Скотт попытался пройти, растолкав парней, но тот, что был в кепке, оттащил его назад в кружок.

– Малыш, ты лучше этого не делай, – сказал он.

– Нам не нравятся шустрые малыши, правда, ребя?

– Не-а, не нравятся. Да он такой неопытный. Нам такие не нравятся.

– Отпустите меня, – проговорил Скотт, и его неприятно поразила дрожь в собственном голосе.

Парень в кепке отпустил его руку, но крут не разомкнулся.

– Познакомься с моими приятелями, – сказал тот же парень. Лица его не было видно. В мерцании огонька сигареты Скотт увидел лишь бледную щеку да блестящие глаза. К нему наклонилась черная, сливающаяся с темнотой фигура.

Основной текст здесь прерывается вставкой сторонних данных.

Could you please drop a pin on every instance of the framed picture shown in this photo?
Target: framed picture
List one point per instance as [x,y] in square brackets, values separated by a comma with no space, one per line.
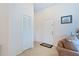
[66,19]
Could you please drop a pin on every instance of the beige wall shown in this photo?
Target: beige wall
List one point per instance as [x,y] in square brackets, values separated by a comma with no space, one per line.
[10,27]
[55,12]
[16,13]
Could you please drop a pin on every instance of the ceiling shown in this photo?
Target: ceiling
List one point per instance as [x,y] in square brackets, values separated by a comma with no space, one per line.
[40,6]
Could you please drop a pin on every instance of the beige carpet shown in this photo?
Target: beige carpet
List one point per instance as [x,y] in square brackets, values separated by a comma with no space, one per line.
[39,50]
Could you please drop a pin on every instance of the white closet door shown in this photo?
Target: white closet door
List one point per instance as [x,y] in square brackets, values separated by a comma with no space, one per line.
[26,32]
[48,31]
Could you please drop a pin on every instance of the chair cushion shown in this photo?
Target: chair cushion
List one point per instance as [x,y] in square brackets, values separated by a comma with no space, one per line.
[76,44]
[69,45]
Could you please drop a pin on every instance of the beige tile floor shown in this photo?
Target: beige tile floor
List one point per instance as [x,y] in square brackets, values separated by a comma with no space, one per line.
[39,50]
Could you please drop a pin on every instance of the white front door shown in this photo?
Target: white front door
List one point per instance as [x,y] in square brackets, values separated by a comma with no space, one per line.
[27,32]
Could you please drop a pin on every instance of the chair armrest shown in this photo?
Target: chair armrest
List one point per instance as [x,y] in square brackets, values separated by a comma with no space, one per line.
[66,52]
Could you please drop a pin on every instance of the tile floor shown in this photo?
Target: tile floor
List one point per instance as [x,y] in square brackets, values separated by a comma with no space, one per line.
[39,50]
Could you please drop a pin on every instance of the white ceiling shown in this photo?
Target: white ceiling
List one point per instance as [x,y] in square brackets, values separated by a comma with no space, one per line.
[40,6]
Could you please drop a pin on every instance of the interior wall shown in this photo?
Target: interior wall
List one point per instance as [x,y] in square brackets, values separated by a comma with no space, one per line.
[55,12]
[16,13]
[4,29]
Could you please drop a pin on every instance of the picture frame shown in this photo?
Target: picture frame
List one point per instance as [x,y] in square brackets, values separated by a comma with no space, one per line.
[66,19]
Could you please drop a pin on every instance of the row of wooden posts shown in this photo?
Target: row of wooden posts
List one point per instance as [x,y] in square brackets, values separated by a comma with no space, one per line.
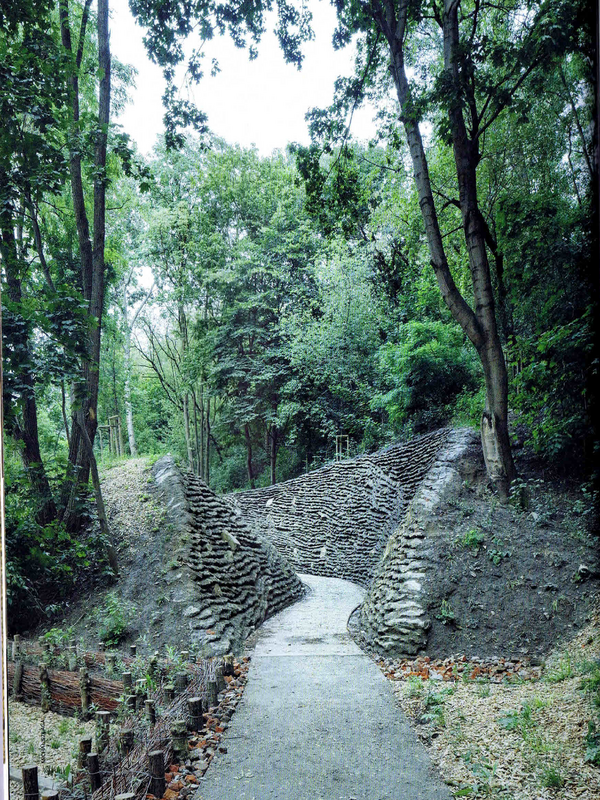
[196,708]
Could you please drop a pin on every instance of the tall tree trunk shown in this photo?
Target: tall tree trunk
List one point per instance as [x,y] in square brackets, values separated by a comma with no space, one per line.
[198,454]
[479,325]
[91,250]
[128,331]
[201,409]
[273,453]
[111,552]
[26,429]
[249,455]
[208,437]
[494,422]
[127,393]
[186,431]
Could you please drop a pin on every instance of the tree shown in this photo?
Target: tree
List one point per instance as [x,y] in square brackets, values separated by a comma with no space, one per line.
[480,61]
[91,246]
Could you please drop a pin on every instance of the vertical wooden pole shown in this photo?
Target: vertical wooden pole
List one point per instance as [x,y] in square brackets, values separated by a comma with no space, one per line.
[126,741]
[181,681]
[46,697]
[156,763]
[17,680]
[179,738]
[212,694]
[102,730]
[94,770]
[84,688]
[150,711]
[85,747]
[31,789]
[195,718]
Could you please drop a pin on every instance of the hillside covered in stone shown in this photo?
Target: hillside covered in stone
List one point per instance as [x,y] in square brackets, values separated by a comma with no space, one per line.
[229,579]
[448,569]
[336,521]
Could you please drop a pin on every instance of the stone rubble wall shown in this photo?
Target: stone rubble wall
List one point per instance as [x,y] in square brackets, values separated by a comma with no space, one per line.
[337,520]
[229,579]
[393,618]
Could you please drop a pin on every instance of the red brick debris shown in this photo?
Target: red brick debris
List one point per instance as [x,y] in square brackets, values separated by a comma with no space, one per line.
[458,668]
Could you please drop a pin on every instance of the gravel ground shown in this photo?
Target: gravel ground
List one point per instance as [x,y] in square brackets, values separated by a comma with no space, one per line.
[62,735]
[517,741]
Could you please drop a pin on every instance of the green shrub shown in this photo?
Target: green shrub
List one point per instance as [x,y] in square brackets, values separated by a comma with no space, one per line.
[472,539]
[426,373]
[113,618]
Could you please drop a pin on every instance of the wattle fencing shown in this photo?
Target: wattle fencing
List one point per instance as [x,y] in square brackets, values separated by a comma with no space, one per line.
[136,720]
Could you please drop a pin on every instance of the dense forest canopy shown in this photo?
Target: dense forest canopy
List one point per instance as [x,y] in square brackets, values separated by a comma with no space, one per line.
[243,311]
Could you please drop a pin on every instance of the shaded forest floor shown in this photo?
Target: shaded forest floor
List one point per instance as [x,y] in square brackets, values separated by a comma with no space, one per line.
[510,738]
[515,582]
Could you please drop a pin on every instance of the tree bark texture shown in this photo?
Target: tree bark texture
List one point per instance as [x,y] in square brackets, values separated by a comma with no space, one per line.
[479,324]
[91,248]
[25,429]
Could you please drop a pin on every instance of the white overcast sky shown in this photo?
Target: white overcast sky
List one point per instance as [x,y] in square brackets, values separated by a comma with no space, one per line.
[261,102]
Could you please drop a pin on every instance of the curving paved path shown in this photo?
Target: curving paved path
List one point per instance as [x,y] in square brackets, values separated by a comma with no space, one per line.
[317,720]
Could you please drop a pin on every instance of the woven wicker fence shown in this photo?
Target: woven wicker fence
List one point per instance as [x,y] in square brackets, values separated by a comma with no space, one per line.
[64,689]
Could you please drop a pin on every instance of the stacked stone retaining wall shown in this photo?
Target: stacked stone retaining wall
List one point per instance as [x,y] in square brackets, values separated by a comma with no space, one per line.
[229,579]
[337,520]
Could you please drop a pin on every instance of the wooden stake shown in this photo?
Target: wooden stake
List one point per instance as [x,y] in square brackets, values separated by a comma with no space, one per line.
[85,747]
[156,763]
[84,687]
[195,718]
[45,696]
[126,741]
[213,699]
[17,680]
[150,712]
[179,738]
[94,769]
[221,682]
[31,789]
[102,730]
[181,681]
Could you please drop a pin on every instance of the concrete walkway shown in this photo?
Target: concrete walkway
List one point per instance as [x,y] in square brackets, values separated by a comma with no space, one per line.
[317,720]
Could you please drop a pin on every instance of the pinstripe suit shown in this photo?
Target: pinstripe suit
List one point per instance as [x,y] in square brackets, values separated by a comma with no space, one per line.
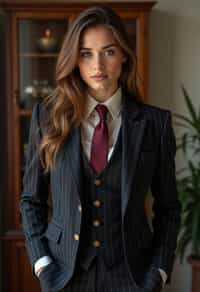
[148,149]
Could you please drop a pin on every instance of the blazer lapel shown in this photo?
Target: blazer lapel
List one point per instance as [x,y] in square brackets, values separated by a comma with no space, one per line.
[73,158]
[132,135]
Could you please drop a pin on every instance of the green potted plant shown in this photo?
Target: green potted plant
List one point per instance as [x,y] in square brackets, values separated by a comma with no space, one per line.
[188,184]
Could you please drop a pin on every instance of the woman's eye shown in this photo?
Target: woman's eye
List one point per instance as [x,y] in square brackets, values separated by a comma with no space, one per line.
[85,54]
[109,52]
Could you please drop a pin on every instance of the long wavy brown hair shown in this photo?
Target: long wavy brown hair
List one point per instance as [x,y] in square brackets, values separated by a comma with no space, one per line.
[67,102]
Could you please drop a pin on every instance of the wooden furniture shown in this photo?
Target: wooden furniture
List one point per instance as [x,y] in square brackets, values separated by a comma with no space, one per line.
[30,75]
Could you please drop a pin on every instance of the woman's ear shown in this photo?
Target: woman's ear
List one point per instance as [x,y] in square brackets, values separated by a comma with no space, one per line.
[124,58]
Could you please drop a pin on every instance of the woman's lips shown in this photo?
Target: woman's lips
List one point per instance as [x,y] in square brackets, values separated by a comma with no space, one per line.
[99,77]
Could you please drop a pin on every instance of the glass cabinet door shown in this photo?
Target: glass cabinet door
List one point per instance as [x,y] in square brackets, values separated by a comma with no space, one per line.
[39,44]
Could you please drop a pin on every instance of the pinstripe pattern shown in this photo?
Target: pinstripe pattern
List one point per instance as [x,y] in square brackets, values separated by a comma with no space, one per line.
[101,279]
[148,150]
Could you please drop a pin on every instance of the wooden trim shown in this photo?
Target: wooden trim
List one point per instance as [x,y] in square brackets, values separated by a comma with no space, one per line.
[75,5]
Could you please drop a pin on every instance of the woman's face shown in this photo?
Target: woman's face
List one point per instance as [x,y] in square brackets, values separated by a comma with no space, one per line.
[100,61]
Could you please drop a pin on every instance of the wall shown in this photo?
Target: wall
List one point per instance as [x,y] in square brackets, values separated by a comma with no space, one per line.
[175,59]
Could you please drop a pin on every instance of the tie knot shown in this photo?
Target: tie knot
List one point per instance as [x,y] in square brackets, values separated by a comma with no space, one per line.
[102,111]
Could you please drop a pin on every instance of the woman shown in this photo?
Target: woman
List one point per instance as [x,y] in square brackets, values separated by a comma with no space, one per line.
[99,149]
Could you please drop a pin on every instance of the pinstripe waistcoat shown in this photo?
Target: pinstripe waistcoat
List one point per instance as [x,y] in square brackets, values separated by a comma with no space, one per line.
[108,215]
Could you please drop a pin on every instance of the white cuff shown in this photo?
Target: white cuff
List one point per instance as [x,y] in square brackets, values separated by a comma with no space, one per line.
[163,275]
[42,262]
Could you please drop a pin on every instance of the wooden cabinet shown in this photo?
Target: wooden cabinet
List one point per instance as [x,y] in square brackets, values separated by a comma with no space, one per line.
[30,65]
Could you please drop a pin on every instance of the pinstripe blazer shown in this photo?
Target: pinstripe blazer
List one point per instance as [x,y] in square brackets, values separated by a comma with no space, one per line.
[148,151]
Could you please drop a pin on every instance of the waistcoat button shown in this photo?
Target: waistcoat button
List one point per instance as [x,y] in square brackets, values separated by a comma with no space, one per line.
[96,243]
[76,236]
[97,203]
[97,182]
[96,223]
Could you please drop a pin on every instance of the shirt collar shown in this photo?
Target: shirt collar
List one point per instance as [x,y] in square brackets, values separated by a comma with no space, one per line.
[113,104]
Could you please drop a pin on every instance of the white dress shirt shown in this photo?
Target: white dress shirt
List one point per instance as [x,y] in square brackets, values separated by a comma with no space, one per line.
[90,121]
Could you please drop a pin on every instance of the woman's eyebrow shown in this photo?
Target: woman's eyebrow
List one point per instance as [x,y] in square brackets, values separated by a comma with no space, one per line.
[104,47]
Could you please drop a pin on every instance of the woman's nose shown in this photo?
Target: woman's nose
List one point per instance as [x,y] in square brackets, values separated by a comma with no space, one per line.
[98,63]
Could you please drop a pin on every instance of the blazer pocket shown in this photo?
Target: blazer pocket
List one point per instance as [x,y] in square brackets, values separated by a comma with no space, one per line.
[53,232]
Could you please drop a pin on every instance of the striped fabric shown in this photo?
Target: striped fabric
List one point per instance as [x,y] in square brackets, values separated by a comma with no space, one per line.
[148,151]
[101,279]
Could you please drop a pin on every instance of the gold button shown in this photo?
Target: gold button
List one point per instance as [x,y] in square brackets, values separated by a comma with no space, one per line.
[96,243]
[96,223]
[76,236]
[97,203]
[97,182]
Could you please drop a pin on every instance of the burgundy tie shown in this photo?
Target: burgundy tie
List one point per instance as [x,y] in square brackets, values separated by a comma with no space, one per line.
[99,149]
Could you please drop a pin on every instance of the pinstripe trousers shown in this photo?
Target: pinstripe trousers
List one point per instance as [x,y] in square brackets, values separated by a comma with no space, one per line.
[100,278]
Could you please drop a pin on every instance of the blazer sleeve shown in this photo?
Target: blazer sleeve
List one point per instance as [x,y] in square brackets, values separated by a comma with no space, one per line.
[166,206]
[33,200]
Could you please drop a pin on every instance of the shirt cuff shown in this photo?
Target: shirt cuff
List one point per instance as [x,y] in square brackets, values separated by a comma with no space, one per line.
[42,262]
[163,276]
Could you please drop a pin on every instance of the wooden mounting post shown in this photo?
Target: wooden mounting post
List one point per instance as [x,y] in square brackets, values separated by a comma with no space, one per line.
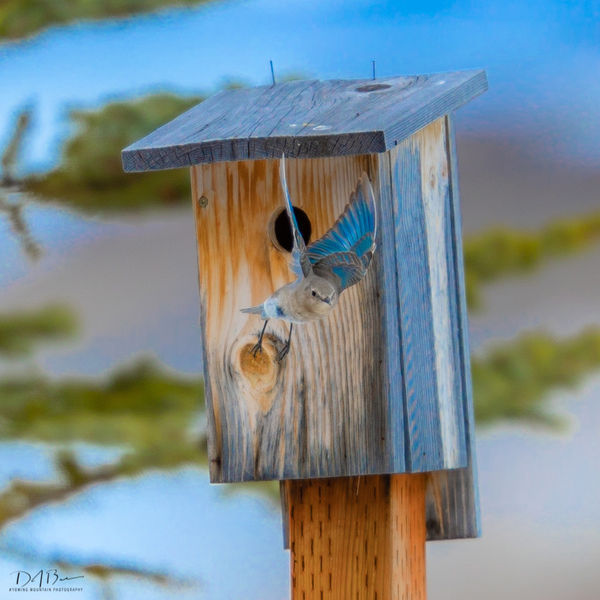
[357,538]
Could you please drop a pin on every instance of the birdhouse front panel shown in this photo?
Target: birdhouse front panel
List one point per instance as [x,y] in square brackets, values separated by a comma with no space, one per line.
[375,386]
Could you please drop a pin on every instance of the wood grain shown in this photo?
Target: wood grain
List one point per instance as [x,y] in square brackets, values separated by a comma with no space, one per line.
[322,411]
[453,496]
[304,119]
[426,290]
[358,538]
[368,390]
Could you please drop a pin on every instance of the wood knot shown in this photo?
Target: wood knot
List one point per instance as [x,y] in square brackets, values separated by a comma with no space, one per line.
[257,372]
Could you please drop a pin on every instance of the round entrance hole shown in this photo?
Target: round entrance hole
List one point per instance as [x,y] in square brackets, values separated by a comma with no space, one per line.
[281,228]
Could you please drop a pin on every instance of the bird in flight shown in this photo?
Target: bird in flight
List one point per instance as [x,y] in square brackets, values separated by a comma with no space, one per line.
[326,267]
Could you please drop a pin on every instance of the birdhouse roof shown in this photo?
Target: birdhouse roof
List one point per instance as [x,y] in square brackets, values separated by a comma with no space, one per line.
[304,119]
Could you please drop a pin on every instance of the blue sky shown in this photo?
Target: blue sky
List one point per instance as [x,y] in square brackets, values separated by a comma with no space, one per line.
[541,57]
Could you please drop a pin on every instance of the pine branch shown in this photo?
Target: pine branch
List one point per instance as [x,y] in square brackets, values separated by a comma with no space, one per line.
[512,381]
[21,330]
[11,153]
[502,252]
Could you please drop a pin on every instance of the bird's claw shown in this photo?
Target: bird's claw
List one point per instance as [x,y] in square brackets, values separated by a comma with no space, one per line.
[283,353]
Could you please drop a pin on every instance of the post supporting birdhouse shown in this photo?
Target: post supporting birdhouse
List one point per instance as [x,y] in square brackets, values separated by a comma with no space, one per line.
[357,537]
[368,420]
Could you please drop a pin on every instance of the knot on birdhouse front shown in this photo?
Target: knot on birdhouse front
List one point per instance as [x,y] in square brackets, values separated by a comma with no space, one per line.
[257,371]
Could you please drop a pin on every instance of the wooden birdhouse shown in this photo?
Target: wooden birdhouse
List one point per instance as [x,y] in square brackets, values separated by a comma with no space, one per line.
[382,385]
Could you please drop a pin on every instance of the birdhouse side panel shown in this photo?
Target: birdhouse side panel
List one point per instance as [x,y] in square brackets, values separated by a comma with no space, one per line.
[452,500]
[324,410]
[427,289]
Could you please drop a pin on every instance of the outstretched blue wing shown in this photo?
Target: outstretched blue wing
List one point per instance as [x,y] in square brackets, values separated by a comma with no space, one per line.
[347,248]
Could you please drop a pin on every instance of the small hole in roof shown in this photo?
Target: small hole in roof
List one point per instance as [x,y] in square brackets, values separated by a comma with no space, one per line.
[373,87]
[281,228]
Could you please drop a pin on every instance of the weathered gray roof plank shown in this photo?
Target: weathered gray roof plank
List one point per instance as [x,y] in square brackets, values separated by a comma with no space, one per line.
[304,119]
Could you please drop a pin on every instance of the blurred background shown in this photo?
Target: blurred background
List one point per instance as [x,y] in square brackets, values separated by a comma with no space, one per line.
[102,467]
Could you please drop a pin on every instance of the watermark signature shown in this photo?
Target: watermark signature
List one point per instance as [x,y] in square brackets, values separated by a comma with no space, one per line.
[45,580]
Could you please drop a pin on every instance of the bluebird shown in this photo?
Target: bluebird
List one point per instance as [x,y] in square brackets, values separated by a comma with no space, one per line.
[326,267]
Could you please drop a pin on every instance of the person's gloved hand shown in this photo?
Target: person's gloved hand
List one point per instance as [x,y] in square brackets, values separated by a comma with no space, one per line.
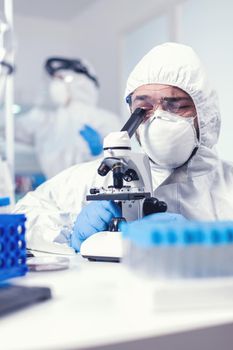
[93,139]
[94,217]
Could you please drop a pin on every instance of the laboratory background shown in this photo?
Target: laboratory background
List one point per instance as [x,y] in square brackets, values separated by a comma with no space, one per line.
[81,29]
[68,62]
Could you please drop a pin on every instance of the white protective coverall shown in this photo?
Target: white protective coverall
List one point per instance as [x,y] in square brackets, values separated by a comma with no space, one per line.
[55,134]
[200,190]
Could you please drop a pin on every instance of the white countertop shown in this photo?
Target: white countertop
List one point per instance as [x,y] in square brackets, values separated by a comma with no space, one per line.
[101,303]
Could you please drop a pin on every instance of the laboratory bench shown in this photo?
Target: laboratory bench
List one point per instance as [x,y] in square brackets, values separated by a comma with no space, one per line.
[97,305]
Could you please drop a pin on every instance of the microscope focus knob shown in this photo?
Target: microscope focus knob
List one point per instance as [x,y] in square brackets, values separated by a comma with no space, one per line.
[115,223]
[153,205]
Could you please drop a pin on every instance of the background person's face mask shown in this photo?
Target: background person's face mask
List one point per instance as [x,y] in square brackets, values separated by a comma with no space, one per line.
[168,139]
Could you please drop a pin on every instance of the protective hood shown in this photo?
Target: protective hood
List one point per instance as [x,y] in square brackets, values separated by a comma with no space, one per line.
[72,80]
[178,65]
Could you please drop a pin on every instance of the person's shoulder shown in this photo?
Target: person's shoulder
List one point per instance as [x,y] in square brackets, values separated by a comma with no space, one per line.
[226,168]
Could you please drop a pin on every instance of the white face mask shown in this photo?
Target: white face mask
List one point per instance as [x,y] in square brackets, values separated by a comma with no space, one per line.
[168,139]
[59,92]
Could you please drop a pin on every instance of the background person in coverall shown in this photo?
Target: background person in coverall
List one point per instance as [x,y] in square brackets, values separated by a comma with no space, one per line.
[187,173]
[73,132]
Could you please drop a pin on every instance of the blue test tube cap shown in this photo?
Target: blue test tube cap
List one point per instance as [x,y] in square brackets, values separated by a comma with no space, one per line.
[4,201]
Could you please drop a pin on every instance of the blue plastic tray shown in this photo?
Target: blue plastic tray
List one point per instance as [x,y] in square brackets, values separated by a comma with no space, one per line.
[12,246]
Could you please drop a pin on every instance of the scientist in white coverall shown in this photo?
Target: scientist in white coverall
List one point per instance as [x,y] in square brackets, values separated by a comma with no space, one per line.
[73,132]
[179,134]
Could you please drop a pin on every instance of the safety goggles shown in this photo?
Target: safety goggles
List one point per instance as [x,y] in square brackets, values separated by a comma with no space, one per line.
[180,105]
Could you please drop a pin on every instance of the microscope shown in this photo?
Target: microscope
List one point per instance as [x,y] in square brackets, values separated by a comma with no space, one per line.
[131,188]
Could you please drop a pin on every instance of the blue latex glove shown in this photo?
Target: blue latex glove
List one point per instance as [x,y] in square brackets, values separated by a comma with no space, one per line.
[94,217]
[93,139]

– Это Тони. Скажи ему «здрасте».

– Мне надо домой, – сказал Скотт, подавшись вперед.

Парень толкнул его назад.

– Э, да ты непонятливый, малыш. Ребя, малыш плохо понимает, – он старался говорить ласково, тоном правого.

– Малыш, ты че, не понимаешь? – спросил другой парень. – Это забавно, а? Малышу надо бы быть попонятливее.

– Ты дурак забавный. А теперь…

– Эге-ге. Малыш считает нас дураками забавными, – вступил парень в кепке. – Слышите, ребя? Нас! – заигрывание исчезло из его голоса.

– Покажем ему, как мы любим забавляться.

Скотт почувствовал холод внизу живота. Не в состоянии побороть страх, он окинул взглядом парней.

– Послушайте, меня ждет мама, – сказал он, вздрогнув от звука собственного голоса.

– Хо-хо-хо, – протянул парень в кепке. – Мама ждет. Бог ты мой, во досада, а, ребя?

– Я сейчас расплачусь, – сказал другой. – Ой, мамочки, ой, я уже плачу.

– И он злобно захихикал.

Третий парень заржал и игриво ткнул своего дружка кулаком в плечо.

– Живешь недалеко, малыш? – спросил парень в кепке и выпустил дым Скотту прямо в лицо. Тот закашлялся. – Эге, да малыш кха-кхакает, – произнес парень, пытаясь передразнить Скотта, – задыхается и кхакает. Во досада-то.